TikTok slide into Instagram
While traditionally the Tiktok content has been run by a dedicated producer, this year content for TikTok has bled across into the Instagram content, as Instagram has morphed slightly.
Comments Godsiff: “We always silo a dedicated TikTok producer, but now [that role is] more of a short form vertical producer as our activities on TikTok have bled over into the other platforms.”

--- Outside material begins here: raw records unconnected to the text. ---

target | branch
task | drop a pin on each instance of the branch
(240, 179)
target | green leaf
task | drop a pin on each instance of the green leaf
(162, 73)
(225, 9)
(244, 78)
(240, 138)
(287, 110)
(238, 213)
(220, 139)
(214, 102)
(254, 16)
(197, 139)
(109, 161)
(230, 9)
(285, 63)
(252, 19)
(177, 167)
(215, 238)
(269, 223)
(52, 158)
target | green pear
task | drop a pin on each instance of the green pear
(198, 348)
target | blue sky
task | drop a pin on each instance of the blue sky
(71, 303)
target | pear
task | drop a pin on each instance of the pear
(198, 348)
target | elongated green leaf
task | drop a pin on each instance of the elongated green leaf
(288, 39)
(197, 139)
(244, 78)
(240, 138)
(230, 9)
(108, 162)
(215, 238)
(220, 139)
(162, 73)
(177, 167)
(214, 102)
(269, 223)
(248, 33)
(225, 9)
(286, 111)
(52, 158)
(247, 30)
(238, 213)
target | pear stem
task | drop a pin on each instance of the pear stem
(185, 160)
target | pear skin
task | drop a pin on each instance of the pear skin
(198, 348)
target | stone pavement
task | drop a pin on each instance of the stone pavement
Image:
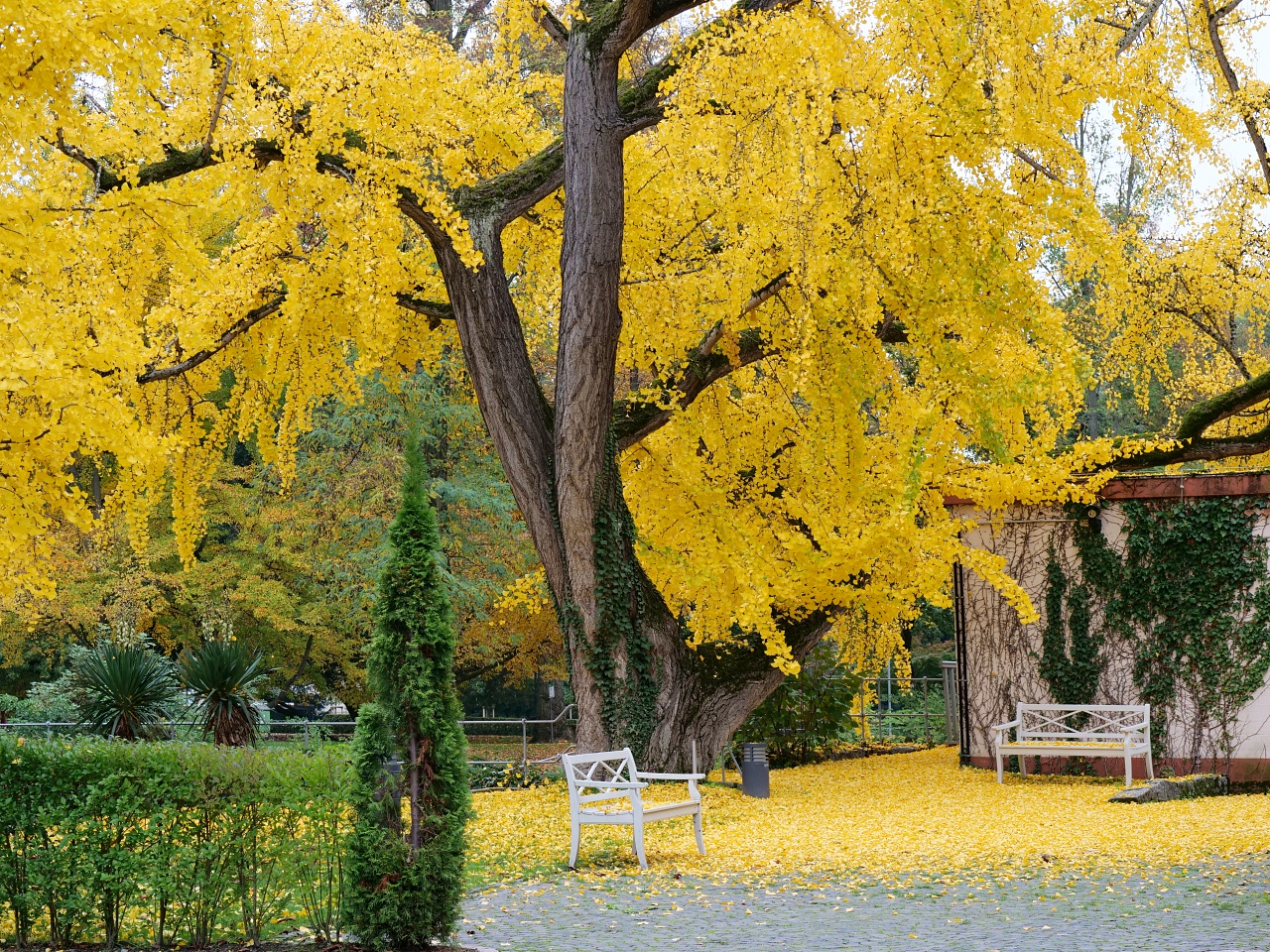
(1209, 909)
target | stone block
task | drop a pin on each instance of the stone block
(1202, 784)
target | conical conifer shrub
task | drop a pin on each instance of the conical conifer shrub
(405, 864)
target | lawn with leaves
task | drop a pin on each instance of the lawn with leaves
(880, 816)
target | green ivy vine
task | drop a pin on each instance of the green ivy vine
(619, 655)
(1189, 595)
(1071, 660)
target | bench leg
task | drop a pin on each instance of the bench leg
(639, 844)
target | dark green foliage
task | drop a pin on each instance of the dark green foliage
(405, 878)
(126, 690)
(1191, 593)
(1071, 660)
(167, 843)
(223, 676)
(629, 710)
(808, 714)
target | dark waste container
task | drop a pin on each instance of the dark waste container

On how and why the Tiktok content has bled over into Instagram content for the first time, Godsiff explains: “I think there’s two major reasons. One, I think internally the client has seen the success of some of these videos on TikTok, and whilst we didn’t necessarily have one that hit stratospheric heights this year – our most viewed one from a previous year is about 17 million views on one video, with others that quite often break five million views – I think they’ve seen the success of being able to be a bit more lighthearted,” he notes on content from TikTok being pushed onto Instagram.
He adds that the second reason is that the differences between the platforms themselves are smoothing out as they compete against each other, which helps make this content share from TikTok to Instagram possible without being jarring to Instagram users.

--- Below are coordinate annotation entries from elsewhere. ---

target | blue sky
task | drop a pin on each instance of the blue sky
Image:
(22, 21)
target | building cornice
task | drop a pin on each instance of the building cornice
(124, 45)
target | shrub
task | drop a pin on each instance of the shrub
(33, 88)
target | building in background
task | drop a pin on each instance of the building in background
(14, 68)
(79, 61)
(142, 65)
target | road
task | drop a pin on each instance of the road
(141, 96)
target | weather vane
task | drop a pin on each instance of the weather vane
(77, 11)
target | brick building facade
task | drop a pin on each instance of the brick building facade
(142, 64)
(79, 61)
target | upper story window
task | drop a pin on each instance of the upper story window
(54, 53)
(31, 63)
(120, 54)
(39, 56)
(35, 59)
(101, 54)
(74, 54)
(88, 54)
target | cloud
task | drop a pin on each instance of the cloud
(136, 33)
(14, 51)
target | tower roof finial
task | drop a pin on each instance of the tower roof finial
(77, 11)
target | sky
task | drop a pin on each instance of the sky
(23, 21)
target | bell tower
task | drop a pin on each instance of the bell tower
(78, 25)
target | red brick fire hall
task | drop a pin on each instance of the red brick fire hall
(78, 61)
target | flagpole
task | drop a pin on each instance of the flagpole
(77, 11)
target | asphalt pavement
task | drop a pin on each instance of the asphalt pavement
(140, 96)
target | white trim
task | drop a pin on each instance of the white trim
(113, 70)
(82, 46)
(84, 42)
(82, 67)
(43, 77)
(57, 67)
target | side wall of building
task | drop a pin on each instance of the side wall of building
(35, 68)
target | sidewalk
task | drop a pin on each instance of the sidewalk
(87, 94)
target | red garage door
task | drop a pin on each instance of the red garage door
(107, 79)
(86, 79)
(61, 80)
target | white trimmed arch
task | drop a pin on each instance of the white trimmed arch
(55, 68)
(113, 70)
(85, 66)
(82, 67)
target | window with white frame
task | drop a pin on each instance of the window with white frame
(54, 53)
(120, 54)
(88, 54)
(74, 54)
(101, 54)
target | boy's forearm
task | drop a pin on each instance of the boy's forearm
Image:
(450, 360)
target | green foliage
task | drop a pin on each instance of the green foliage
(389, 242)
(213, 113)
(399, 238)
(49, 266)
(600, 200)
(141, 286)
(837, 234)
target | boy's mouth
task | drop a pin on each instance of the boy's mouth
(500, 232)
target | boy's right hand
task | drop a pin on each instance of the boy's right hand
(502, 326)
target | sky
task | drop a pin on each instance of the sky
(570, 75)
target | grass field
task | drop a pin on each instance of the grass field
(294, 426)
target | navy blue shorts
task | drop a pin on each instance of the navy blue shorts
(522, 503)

“I think there’s generally a slight flattening of the platforms, whereas in the past, they were all very different,” says Godsiff. “Now I think successes on either platform is slightly starting to bleed through. A couple of years ago, TikTok started allowing you to post images because they were competing directly with Instagram, and so Instagramers have become aware that original content, fun content, forms well. So there’s almost a dual sided move, in that it benefits the client, and there’s a flattening of difference between platforms.”

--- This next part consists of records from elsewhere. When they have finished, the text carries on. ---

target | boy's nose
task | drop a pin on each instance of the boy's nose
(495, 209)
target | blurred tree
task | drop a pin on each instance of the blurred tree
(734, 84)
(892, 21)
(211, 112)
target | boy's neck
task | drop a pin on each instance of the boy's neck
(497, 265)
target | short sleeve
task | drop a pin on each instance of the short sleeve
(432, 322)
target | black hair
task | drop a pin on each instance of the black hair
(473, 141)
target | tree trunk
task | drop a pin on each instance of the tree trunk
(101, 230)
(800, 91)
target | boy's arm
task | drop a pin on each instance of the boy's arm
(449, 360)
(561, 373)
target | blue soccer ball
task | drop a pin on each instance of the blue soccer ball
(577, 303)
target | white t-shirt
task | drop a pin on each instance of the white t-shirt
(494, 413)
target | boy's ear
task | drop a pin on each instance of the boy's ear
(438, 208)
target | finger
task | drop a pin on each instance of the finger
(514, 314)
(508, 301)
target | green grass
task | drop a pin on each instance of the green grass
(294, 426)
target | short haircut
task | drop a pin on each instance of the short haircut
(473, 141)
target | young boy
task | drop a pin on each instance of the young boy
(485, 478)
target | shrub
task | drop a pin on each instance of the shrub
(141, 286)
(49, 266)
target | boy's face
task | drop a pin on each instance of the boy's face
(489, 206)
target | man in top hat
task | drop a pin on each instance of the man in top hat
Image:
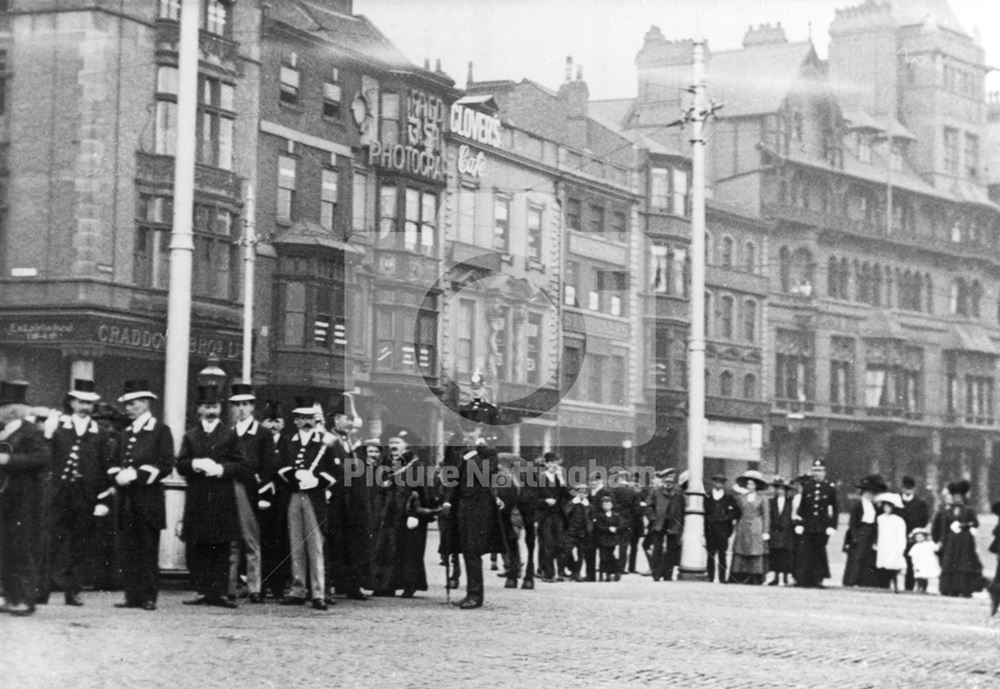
(917, 514)
(211, 460)
(308, 473)
(472, 503)
(665, 511)
(143, 458)
(721, 513)
(24, 459)
(349, 543)
(257, 449)
(79, 490)
(815, 522)
(272, 505)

YouTube gaining popularity
Godsiff says that YouTube is the platform that is holding its own and evolving in an interesting way: “I would say that YouTube is the one that’s starting to really stand as an isolated place for output. With YouTube Shorts, you’ve got massive potential for discoverability through short form vertical content. They’ve made it so that you can livestream very easily in verticals, so we simultaneously live streamed the main arena feed as a vertical option for people to come across in their shorts feed, but simultaneously it’s got the long form user base and that’s where people are watching.
“At Crufts I’d say about a decade ago about 50% of the channel views during the event came from mobile phones. Now during the event, it has completely switched to smart TVs and games consoles; I’d say it’s about 80% of the views from January through to the end of March are coming off of computers for those long form views,” Godsiff says.
However, he adds: “I think Instagram and TikTok are continuing to duke it out for that vertical supremacy and still trying to get people to watch longer. But YouTube has ‘appointment’ viewing almost cornered, and are now moving into the short form vertical. It’s interesting how it’s developed over the past few years.”
Young generations are switching to YouTube as they try and get some downtime from snacking on very short, almost addictive content on other platforms, says Godsiff. He refers to what he has seen change on the Crufts channels over recent years in terms of viewing figures.
“Particularly for younger viewers, their consumption time on YouTube far outweighs any of the other platforms. I think particularly for Crufts, it becomes appointment viewing and [proving that], the watch times across the weekend are really high. Whereas some of those other platforms market themselves as endless, snackable pieces of content, I think there’s almost a slight drain on that; people are trying to take themselves offline a little bit more and have more meaningful interactions on social, so a long form piece of content that you can sit and really appreciate starts to become really useful.
“I think YouTube itself, while not the most easy platform to monetise on, is one of the ones that plays into the strengths of creators,” concludes Godsiff.